Consider a tree t constructed by calling tree(1, [tree(2), tree(4)]). For each of the following expressions, answer these two questions:

• What does the expression evaluate to?
• Does the expression violate any abstraction barriers? If so, write an equivalent expression that does not violate abstraction barriers.

1. label(t) Your Answer:

   Evaluates to 1, the label of the entire tree. This is simply using a selector to get the label, which is not violating any abstraction barriers.

2. t[0] Your Answer:

   This expression evaluates to 1, the label of the entire tree. However, it makes use of the fact that trees are implemented using lists, and violates the abstraction barrier. An equivalent expression is label(t).

3. label(branches(t)[0]) Your Answer:

   This expression evaluates to the label of the first branch of t. It is not a violation to index into branches(t) because it is given in the description of the ADT that branches(t) returns a list of branches.

4. is_leaf(t[1:][1]) Your Answer:

   This expression accesses the branches of t by slicing t. Although this works because this is technically what branches(t) returns, this is an abstraction violation because we cannot assume the implementation of branches(t).

   It then accesses the second branch by indexing into the list of branches, which is not an abstraction violation because we are allowed to assume that branches is a list. This expression evaluates to True because the second branch of t is a leaf. An equivalent expression is is_leaf(branches(t)[1]).

5. [label(b) for b in branches(t)] Your Answer:

   This expression uses the branches selector to access the branches of t and then iterates through it to construct a new list containing the labels of the branches. The result list is [2, 4]. It does not violate any abstraction barriers.

6. Challenge: branches(tree(5, [t, tree(3)]))[0][0] Your Answer:

   This expression evaluates to the label of the tree t, which is 1. This is because the expression tree(5, [t, tree(3)]) evaluates to a tree whose first branch is the tree t that we constructed above! Howvever, this expression violates the abstraction barrier by indexing into t to get its label. An equivalent expression would be label(branches(tree(5, [t, tree(3)]))[0]).

Q4: Height

Write a function that returns the height of a tree. Recall that the height of a tree is the length of the longest path from the root to a leaf.

def height(t):
    """Return the height of a tree.

    >>> t = tree(3, [tree(5, [tree(1)]), tree(2)])
    >>> height(t)
    2
    >>> t = tree(3, [tree(1), tree(2, [tree(5, [tree(6)]), tree(1)])])
    >>> height(t)
    3
    """
    # Non-list comprehension solution
    if is_leaf(t):
        return 0
    best_height = 0
    for b in branches(t):
        best_height = max(height(b), best_height)
    return best_height + 1

    # List comprehension solution
    if is_leaf(t):
        return 0
    return 1 + max([height(branch) for branch in branches(t)])

    # Alternate solutions
    return 1 + max([-1] + [height(branch) for branch in branches(t)])
    return max([1 + height(b) for b in branches(t)], default=0)

Q5: Maximum Path Sum

Write a function that takes in a tree and returns the maximum sum of the values along any path in the tree. Recall that a path is from the tree's root to any leaf.

def max_path_sum(t):
    """Return the maximum path sum of the tree.

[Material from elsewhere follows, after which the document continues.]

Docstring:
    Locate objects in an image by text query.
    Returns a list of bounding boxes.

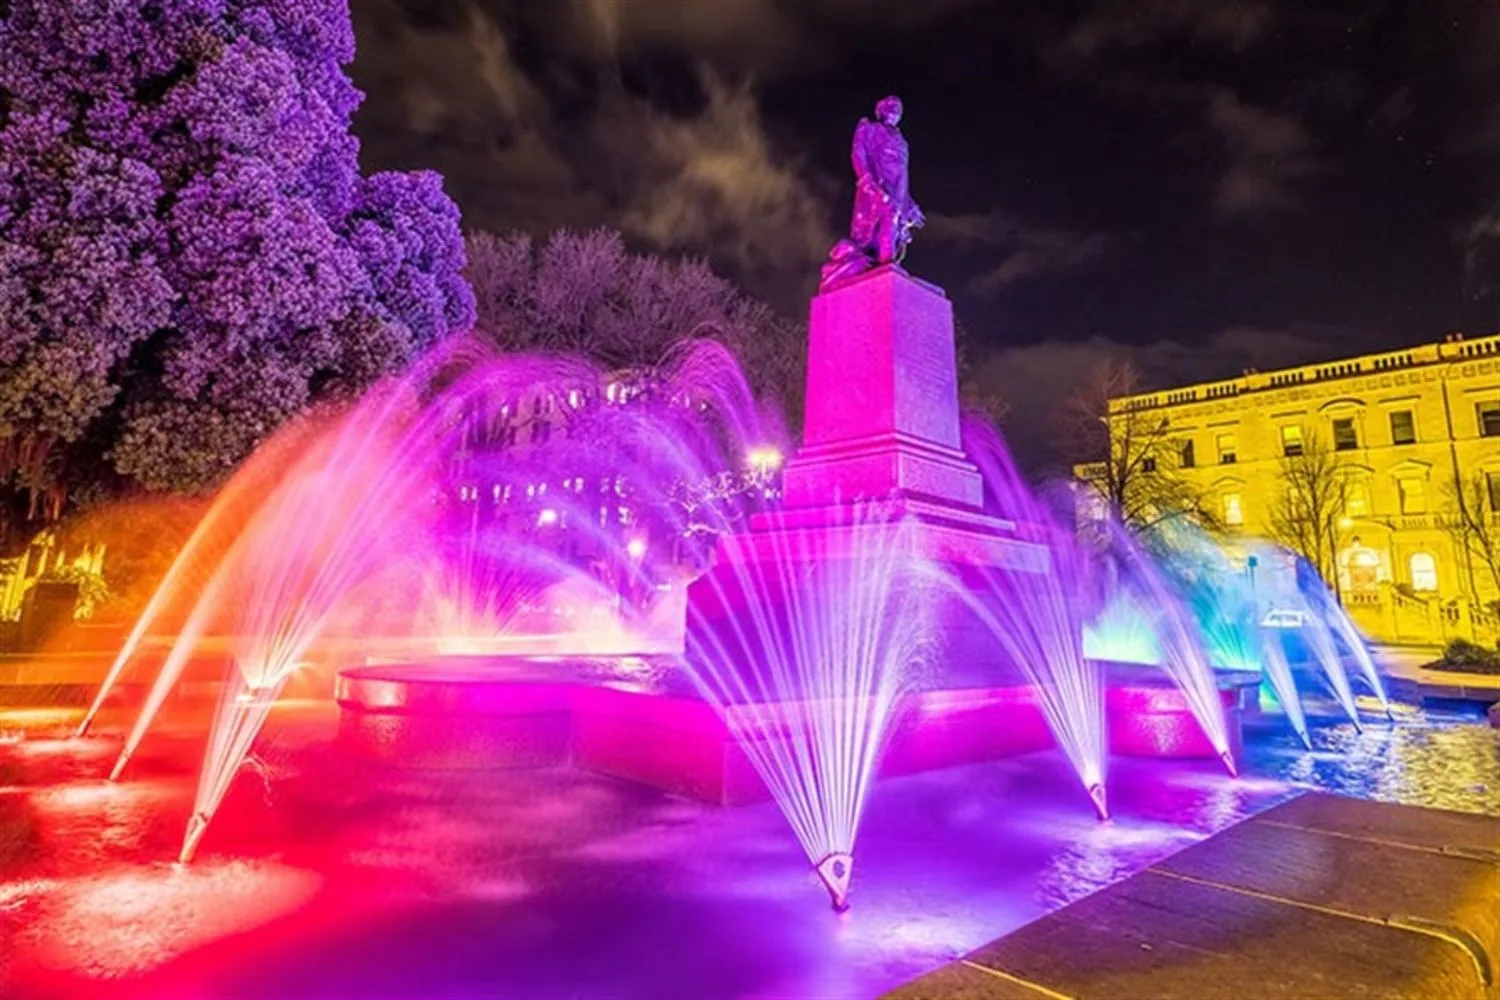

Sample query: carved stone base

    >>> t = tree(1, [tree(5, [tree(1), tree(3)]), tree(10)])
    >>> max_path_sum(t)
    11
    """
    # Non-list comprehension solution
    if is_leaf(t):
        return label(t)
    highest_sum = 0
    for b in branches(t):
        highest_sum = max(max_path_sum(b), highest_sum)
    return label(t) + highest_sum

    # List comprehension solution
    if is_leaf(t):
      return label(t)
    else:
      return label(t) + max([max_path_sum(b) for b in branches(t)])

Q6: Find Path

Write a function that takes in a tree and a value x and returns a list containing the nodes along the path required to get from the root of the tree to a node containing x.

If x is not present in the tree, return None. Assume that the entries of the tree are unique.

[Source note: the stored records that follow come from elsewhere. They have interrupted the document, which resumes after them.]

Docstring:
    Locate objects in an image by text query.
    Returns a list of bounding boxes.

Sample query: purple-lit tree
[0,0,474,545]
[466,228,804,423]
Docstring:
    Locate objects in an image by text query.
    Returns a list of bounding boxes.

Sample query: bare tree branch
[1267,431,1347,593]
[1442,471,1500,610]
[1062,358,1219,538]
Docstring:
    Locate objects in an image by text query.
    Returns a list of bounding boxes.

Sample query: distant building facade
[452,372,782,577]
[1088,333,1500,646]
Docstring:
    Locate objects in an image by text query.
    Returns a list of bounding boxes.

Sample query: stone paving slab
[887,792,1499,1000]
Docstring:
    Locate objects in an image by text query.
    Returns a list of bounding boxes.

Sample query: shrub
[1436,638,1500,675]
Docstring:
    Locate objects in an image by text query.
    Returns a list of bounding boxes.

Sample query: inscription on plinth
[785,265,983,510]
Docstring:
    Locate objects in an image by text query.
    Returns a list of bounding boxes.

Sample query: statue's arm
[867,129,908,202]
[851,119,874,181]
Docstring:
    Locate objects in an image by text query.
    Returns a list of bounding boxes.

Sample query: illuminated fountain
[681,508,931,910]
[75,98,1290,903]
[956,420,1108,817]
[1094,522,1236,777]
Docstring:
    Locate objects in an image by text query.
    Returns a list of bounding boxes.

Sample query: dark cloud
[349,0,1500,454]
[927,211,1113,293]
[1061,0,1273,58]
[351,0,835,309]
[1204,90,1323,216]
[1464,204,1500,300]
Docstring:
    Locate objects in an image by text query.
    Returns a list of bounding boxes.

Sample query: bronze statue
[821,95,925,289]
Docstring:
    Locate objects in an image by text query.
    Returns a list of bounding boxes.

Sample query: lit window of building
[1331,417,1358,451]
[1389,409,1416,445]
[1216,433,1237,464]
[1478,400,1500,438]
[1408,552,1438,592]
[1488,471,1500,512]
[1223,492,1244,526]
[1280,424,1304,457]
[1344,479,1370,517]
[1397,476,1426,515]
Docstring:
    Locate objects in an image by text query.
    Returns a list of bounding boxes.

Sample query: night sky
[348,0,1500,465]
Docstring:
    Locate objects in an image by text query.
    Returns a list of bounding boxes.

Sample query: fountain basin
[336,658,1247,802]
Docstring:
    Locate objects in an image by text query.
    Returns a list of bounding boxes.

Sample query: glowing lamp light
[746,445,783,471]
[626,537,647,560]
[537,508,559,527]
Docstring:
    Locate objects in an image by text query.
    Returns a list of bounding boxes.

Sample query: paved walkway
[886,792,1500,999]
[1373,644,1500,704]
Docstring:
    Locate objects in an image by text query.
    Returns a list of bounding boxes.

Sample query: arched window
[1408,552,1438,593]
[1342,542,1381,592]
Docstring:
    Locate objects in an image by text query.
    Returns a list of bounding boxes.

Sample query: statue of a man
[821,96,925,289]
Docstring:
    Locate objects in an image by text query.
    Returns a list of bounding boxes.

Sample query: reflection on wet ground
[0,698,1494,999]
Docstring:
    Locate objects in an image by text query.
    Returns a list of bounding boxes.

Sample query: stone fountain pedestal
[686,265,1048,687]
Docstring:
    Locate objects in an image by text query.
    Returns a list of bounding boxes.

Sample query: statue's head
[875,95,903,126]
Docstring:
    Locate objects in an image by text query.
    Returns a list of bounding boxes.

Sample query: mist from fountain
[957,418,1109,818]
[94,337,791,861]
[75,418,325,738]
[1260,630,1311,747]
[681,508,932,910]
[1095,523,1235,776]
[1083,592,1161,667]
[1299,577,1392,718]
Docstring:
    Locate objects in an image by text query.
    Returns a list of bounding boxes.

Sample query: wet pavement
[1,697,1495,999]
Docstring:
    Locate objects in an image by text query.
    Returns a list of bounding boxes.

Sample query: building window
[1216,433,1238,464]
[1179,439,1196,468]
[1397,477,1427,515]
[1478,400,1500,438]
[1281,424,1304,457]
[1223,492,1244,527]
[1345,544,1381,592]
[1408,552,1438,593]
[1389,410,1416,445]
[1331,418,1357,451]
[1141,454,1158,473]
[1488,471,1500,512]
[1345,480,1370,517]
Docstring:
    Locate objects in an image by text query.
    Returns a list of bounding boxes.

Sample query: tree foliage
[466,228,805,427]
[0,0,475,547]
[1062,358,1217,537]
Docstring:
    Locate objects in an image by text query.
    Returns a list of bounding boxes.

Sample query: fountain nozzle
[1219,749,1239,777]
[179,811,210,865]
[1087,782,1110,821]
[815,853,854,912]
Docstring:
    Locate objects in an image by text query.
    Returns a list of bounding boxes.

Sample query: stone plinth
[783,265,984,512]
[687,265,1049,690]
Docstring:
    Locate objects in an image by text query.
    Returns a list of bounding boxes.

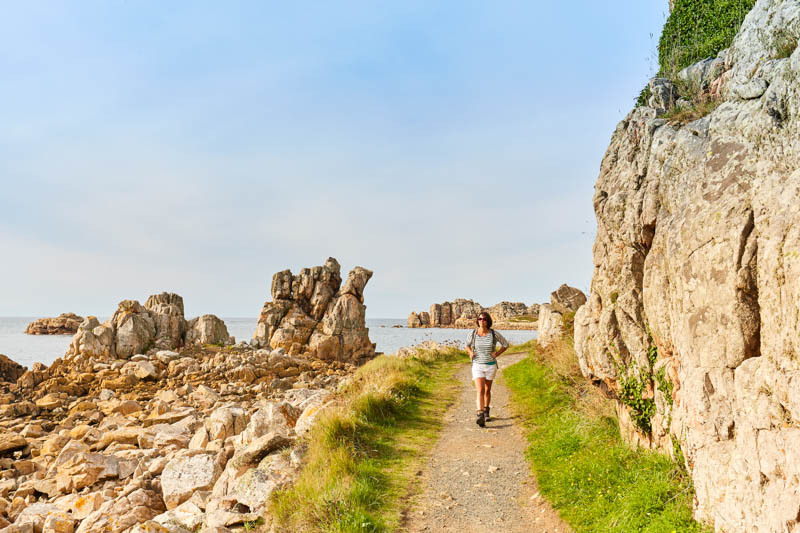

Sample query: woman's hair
[476,311,493,328]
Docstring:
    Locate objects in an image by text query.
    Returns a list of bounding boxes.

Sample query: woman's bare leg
[474,378,486,410]
[483,380,493,411]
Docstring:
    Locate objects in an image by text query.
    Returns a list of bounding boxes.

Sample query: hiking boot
[484,406,491,421]
[476,410,485,427]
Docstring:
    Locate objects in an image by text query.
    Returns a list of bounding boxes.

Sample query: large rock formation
[66,293,230,361]
[25,313,83,335]
[538,285,586,348]
[575,1,800,530]
[253,258,375,362]
[408,299,537,329]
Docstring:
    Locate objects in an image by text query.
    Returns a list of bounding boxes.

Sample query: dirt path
[404,352,571,533]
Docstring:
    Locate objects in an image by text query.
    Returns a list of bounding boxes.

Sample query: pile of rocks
[537,284,587,348]
[407,299,538,330]
[67,293,230,361]
[0,340,350,532]
[25,314,83,336]
[252,258,375,363]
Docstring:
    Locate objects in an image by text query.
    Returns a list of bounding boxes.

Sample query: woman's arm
[492,331,510,358]
[466,346,475,360]
[492,346,507,358]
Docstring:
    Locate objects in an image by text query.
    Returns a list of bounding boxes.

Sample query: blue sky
[1,1,667,318]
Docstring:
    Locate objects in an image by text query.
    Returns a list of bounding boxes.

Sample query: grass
[505,337,708,533]
[661,95,722,126]
[269,347,464,532]
[658,0,755,78]
[509,315,537,323]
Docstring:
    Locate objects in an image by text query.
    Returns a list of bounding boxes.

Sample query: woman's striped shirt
[468,329,509,365]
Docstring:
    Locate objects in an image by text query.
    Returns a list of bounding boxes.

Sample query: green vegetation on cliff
[505,338,707,532]
[270,348,462,532]
[636,0,756,106]
[659,0,755,76]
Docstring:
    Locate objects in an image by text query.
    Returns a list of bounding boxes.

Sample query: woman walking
[465,311,509,427]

For the following tree, find_path(t, 5) should return [2, 7, 6, 5]

def find_path(t, x):
    """
    >>> t = tree(2, [tree(7, [tree(3), tree(6, [tree(5), tree(11)])] ), tree(15)])
    >>> find_path(t, 5)
    [2, 7, 6, 5]
    >>> find_path(t, 10)  # returns None
    """
    if label(t) == x:
        return [label(t)]
    for b in branches(t):
        path = find_path(b, x)
        if path:
            return [label(t)] + path

Additional Practice

Q7: Perfectly Balanced

Part A: Implement sum_tree, which returns the sum of all the labels in tree t.

Part B: Implement balanced, which returns whether every branch of t has the same total sum and that the branches themselves are also balanced.

Challenge: Solve both of these parts with just 1 line of code each.

def sum_tree(t):
    """
    Add all elements in a tree.
    >>> t = tree(4, [tree(2, [tree(3)]), tree(6)])
    >>> sum_tree(t)
    15
    """
    total = 0
    for b in branches(t):
        total += sum_tree(b)
    return label(t) + total

def balanced(t):
    """
    Checks if each branch has same sum of all elements and
    if each branch is balanced.
    >>> t = tree(1, [tree(3), tree(1, [tree(2)]), tree(1, [tree(1), tree(1)])])
    >>> balanced(t)
    True
    >>> t = tree(1, [t, tree(1)])
    >>> balanced(t)
    False
    >>> t = tree(1, [tree(4), tree(1, [tree(2), tree(1)]), tree(1, [tree(3)])])
    >>> balanced(t)
    False
    """
    for b in branches(t):
        if sum_tree(branches(t)[0]) != sum_tree(b) or not balanced(b):
            return False
    return True

Q8: Hailstone Tree

We can represent the hailstone sequence as a tree in the figure below, showing the route different numbers take to reach 1. Remember that a hailstone sequence starts with a number n, continuing to n/2 if n is even or 3n+1 if n is odd, ending with 1. Write a function hailstone_tree(n, h) which generates a tree of height h, containing hailstone numbers that will reach n.

Hint: A node of a hailstone tree will always have at least one, and at most two branches (which are also hailstone trees). Under what conditions do you add the second branch?

def hailstone_tree(n, h):
    """Generates a tree of hailstone numbers that will reach N, with height H.
    >>> print_tree(hailstone_tree(1, 0))
    1
    >>> print_tree(hailstone_tree(1, 4))
    1
        2
            4
                8
                    16
    >>> print_tree(hailstone_tree(8, 3))
    8
        16
            32
                64
            5
                10
    """
    if h == 0:
        return tree(n)
    branches = [hailstone_tree(n * 2, h - 1)]
    if (n - 1) % 3 == 0 and ((n - 1) // 3) % 2 == 1 and (n - 1) // 3 > 1:
        branches += [hailstone_tree((n - 1) // 3, h - 1)]
    return tree(n, branches)

def print_tree(t):
    def helper(i, t):
        print("    " * i + str(label(t)))
        for b in branches(t):
            helper(i + 1, b)
    helper(0, t)